Y	Hacker News new \| ask \| show \| jobs


	by cmollis 996 days ago
	this part is confusing to me in the doc.. I assume that you're using the httpfs (S3) extensions and perhaps doing scanning of the parquet files (which I think is actually streamed.. e.g. querying for a specific column values in a series of parquet files). We have a huge data set of hive-partitioned parquet files in s3 (e.g. /customerid/year/month/<series of parquet files>). Can i just scan these files using the glob pattern to retrieve data like I can with Athena? The extension doc seems to indicate that I can (from the doc: SELECT * FROM read_parquet('s3://bucket/*/file.parquet', HIVE_PARTITIONING = 1) where year=2013;) Or do I need to know which parquet files I'm looking for in S3 and bring them down to work on locally? If it's the former, then it seems equivalent to Athena..

1 comments

wenc 996 days ago

No you can definitely use globs in DuckDB.

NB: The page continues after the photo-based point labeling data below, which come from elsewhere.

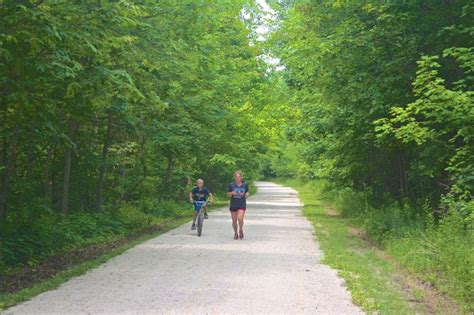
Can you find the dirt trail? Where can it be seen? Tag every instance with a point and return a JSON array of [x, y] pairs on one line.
[[275, 269]]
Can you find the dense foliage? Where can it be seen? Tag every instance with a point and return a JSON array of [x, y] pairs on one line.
[[385, 96], [114, 106]]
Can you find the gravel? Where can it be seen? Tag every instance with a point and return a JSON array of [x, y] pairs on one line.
[[275, 269]]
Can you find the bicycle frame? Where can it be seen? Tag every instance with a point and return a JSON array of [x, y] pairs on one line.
[[199, 216]]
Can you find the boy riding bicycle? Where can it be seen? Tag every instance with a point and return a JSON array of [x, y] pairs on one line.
[[198, 197]]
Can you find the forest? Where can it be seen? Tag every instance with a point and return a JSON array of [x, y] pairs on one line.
[[110, 110]]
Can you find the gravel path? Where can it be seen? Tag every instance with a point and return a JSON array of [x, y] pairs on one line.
[[275, 269]]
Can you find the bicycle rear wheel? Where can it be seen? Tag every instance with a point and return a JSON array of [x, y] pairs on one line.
[[200, 224]]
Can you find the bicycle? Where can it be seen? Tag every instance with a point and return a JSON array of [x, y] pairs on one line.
[[199, 215]]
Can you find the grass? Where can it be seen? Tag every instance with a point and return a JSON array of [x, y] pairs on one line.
[[11, 299], [373, 279]]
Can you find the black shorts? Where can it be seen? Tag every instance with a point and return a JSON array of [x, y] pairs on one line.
[[236, 209]]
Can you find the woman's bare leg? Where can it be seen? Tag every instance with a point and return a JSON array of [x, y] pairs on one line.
[[240, 218], [234, 221]]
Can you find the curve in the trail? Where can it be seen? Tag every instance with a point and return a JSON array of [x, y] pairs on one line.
[[275, 269]]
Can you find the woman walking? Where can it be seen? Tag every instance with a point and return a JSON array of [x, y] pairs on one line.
[[238, 191]]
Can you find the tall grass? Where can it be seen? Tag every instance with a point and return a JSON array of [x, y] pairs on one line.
[[439, 251]]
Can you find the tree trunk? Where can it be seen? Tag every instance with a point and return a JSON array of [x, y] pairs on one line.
[[167, 178], [67, 169], [9, 161], [105, 150]]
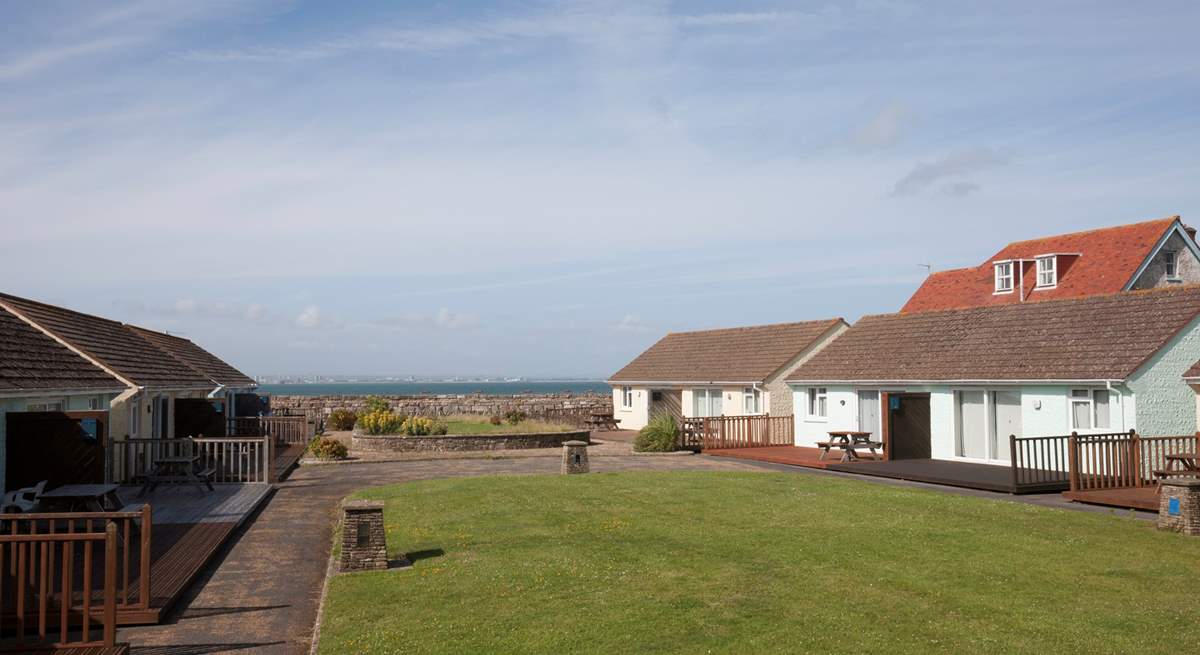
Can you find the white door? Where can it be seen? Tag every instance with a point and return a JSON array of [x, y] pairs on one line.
[[1008, 421]]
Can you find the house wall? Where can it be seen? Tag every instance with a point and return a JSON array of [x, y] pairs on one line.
[[1045, 410], [1156, 272], [71, 402], [1165, 403], [631, 418]]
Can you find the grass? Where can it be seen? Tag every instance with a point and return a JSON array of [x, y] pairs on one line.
[[478, 425], [757, 563]]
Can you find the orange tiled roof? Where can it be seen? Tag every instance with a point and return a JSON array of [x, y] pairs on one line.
[[1107, 260]]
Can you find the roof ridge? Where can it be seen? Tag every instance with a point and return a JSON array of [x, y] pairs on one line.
[[1092, 230]]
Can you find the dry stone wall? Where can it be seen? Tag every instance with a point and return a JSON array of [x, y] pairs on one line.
[[567, 408]]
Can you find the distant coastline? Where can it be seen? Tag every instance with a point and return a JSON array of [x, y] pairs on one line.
[[436, 388]]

And no you don’t have to know the exact parquet file. You would treat the Hive partitioned data as a single dataset and DuckDB will scan it automatically. (Partition elimination, predicate pushdown etc all done automatically)

https://duckdb.org/docs/data/partitioning/hive_partitioning

link

cmollis 996 days ago

ok.. thanks.. I'll try it out. I can think of few use-case that we have where this might be a good alternative to athena.

link